THUDM / CogVLM2

GPT4V-level open-source multi-modal model based on Llama3-8B
Apache License 2.0
1.46k stars 78 forks source link

Use learned image-text embedding #5

Open nivibilla opened 1 month ago

nivibilla commented 1 month ago

Feature request / 功能建议

Hi, is it possible to use the image embedding seperately to do image retrieval based on a query?

Motivation / 动机

Want to do RAG on images.

Your contribution / 您的贡献

Not sure if it's possible yet.

zRzRzRzRzRzRzR commented 1 month ago

Sure, but retrieval is hard, and the vector database is not supported (if you are using a vector database to participate in the RAG process). You can refer to the solution provided by langchain. Use multimodal embeddings to embed images and text together. Use similarity search for retrieval, but only link to images in the document library. Pass the original images and text blocks to multimodal LLMs for synthesis.

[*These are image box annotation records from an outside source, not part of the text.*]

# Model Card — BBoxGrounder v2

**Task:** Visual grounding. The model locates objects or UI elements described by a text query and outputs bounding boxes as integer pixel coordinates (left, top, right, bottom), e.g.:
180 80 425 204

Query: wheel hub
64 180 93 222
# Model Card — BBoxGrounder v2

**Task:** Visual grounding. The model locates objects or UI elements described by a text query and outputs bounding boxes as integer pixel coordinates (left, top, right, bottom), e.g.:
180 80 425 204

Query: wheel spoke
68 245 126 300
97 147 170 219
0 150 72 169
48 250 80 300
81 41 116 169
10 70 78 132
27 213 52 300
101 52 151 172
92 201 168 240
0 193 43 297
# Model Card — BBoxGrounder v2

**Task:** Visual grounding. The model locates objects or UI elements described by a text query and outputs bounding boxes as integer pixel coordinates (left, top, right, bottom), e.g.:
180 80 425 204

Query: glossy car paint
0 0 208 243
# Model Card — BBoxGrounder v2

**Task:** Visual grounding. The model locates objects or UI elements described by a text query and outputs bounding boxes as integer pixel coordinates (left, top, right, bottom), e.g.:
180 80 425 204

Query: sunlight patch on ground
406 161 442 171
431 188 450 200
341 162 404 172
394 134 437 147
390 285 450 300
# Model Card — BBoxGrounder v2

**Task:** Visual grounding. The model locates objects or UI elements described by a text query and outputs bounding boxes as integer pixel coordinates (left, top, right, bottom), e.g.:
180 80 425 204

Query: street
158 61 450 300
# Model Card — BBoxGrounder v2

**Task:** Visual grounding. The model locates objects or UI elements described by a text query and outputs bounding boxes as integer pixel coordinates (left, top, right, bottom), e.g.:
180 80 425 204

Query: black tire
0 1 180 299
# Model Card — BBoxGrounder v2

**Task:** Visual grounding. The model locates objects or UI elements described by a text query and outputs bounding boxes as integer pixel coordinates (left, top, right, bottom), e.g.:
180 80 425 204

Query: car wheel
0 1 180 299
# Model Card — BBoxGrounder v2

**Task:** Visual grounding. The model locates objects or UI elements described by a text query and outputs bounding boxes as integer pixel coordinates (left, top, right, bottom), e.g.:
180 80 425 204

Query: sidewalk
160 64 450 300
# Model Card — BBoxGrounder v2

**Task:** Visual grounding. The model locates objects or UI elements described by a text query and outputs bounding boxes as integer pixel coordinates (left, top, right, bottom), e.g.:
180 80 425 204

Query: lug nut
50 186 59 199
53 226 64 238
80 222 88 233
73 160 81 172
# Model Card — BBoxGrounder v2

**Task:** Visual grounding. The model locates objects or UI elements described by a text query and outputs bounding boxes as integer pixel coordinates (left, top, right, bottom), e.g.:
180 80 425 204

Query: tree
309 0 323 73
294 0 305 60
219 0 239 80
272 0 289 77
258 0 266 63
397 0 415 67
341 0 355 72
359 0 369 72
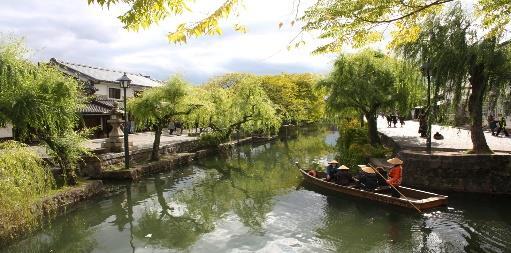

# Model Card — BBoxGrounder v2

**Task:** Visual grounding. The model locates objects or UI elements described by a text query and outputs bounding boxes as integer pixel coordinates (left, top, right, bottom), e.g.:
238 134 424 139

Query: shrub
0 141 55 244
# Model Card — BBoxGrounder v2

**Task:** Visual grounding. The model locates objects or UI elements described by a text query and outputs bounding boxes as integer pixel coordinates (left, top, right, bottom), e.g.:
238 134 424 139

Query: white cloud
0 0 334 83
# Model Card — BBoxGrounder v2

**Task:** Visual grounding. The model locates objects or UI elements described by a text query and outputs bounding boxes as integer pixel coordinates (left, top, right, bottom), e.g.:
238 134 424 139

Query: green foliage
128 76 195 128
0 39 85 184
301 0 511 53
321 50 396 113
321 50 397 145
261 74 325 123
87 0 246 43
396 4 511 152
336 121 391 169
187 75 281 140
0 141 55 244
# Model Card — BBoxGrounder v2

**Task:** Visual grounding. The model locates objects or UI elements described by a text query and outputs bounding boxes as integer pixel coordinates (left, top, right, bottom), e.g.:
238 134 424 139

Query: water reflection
0 129 511 253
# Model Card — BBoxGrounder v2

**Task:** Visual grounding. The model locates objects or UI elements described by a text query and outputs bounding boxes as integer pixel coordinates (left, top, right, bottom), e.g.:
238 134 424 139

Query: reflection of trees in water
134 129 338 249
4 215 96 253
316 196 414 252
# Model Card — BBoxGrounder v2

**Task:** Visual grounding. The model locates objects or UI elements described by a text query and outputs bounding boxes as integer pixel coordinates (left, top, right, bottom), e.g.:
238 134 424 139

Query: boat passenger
325 160 339 181
355 165 378 191
333 165 355 186
376 167 388 186
387 157 403 198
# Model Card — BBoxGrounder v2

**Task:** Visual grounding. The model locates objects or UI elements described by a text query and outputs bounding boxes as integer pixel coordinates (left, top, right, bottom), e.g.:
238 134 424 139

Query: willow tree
397 5 511 153
0 42 87 185
128 77 200 160
301 0 511 53
261 73 325 124
190 75 281 141
321 50 396 145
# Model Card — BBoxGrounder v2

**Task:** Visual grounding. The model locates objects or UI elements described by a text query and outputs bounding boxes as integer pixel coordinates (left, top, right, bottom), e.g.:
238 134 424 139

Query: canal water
4 128 511 253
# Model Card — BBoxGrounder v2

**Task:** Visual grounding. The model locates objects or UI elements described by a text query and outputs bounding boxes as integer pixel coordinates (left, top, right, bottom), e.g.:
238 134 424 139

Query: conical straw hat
360 166 376 174
387 157 403 165
339 165 350 170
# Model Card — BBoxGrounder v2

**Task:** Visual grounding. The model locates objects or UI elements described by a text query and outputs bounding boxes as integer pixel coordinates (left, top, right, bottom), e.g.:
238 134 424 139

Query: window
108 88 121 99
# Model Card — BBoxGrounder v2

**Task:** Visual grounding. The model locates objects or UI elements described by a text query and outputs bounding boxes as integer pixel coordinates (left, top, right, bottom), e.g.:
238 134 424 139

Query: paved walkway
85 131 197 150
378 117 511 152
31 131 197 157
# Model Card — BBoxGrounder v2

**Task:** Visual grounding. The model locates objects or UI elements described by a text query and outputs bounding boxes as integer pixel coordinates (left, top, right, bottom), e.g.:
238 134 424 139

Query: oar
369 163 422 213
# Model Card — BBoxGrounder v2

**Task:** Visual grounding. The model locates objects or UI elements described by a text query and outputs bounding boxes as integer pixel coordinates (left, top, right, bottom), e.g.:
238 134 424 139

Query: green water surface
0 131 511 253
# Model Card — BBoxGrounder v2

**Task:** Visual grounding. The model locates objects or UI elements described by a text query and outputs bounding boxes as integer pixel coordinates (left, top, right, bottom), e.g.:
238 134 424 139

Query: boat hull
300 169 448 211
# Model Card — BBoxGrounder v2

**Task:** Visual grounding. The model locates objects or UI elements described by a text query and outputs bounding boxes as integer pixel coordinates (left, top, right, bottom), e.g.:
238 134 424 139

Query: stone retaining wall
80 140 203 178
100 149 213 181
0 180 105 247
399 150 511 194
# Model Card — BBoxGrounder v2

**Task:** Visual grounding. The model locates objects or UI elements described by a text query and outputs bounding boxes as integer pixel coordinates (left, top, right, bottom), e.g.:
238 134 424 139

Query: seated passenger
325 160 339 181
376 167 388 186
387 157 403 198
355 165 378 191
333 165 355 186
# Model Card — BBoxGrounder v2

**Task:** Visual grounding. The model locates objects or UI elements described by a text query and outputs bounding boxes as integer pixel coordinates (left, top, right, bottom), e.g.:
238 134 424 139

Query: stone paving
30 130 197 157
85 130 197 150
378 117 511 153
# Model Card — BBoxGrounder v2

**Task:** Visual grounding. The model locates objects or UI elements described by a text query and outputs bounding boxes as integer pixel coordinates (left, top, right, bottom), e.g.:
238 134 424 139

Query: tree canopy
396 4 511 152
87 0 246 42
0 42 87 184
301 0 511 53
128 77 201 160
322 50 396 144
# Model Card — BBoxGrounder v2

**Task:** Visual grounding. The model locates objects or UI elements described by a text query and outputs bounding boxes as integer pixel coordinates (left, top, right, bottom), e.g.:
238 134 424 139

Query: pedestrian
495 116 509 137
487 114 497 135
169 121 176 135
387 157 403 198
325 160 339 181
419 113 428 138
398 116 405 127
175 121 183 135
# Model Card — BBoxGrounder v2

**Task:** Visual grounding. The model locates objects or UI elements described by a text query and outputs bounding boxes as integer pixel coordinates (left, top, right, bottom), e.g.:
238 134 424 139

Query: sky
0 0 335 84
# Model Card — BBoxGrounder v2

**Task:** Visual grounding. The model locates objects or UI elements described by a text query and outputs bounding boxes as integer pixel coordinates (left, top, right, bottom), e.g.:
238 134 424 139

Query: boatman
387 157 403 198
332 165 354 186
325 160 339 181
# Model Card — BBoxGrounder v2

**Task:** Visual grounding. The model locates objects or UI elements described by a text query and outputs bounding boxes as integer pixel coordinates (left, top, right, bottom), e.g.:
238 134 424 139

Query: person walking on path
387 157 403 198
169 121 176 135
385 114 392 127
495 116 509 137
325 160 339 181
398 116 405 127
487 114 497 135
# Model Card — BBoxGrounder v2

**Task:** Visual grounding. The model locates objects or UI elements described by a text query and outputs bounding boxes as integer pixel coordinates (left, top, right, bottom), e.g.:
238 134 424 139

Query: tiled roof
50 58 161 87
78 97 124 114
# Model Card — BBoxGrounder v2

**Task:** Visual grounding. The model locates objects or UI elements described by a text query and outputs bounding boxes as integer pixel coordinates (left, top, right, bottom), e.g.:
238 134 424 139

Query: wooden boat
300 169 447 211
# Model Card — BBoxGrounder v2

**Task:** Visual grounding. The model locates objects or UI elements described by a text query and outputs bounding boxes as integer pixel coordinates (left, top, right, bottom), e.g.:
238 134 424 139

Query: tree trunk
365 112 380 146
151 125 163 161
468 63 491 154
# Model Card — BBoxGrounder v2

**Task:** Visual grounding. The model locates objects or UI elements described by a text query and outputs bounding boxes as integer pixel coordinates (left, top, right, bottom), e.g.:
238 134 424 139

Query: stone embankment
378 118 511 194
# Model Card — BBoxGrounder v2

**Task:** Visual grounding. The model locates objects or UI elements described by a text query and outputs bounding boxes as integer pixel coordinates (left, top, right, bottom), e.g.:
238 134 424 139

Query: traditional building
50 58 161 138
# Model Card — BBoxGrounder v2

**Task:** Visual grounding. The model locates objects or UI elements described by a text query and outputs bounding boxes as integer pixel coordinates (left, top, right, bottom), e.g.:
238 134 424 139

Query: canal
0 130 511 253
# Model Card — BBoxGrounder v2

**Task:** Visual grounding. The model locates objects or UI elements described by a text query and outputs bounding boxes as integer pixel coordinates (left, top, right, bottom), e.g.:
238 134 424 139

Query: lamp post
117 72 131 169
421 62 431 153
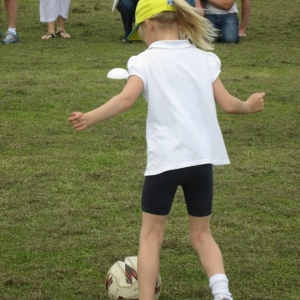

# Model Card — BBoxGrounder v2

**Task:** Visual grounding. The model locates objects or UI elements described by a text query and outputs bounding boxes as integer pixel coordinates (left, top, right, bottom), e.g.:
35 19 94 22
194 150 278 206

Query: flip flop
41 32 56 40
56 29 71 39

nivibilla commented 1 month ago

I'm not really concerned with live retrieval. I will basically do it all offline in batch. Thanks for the link I will have a look. Just curious to see how it would do compared to using sigLIP for example. Is it possible to download without langchain btw?

zhengxingmao commented 1 month ago

I would like to follow up on this question. Which interfaces should be called to obtain the embedding values for the input image and text?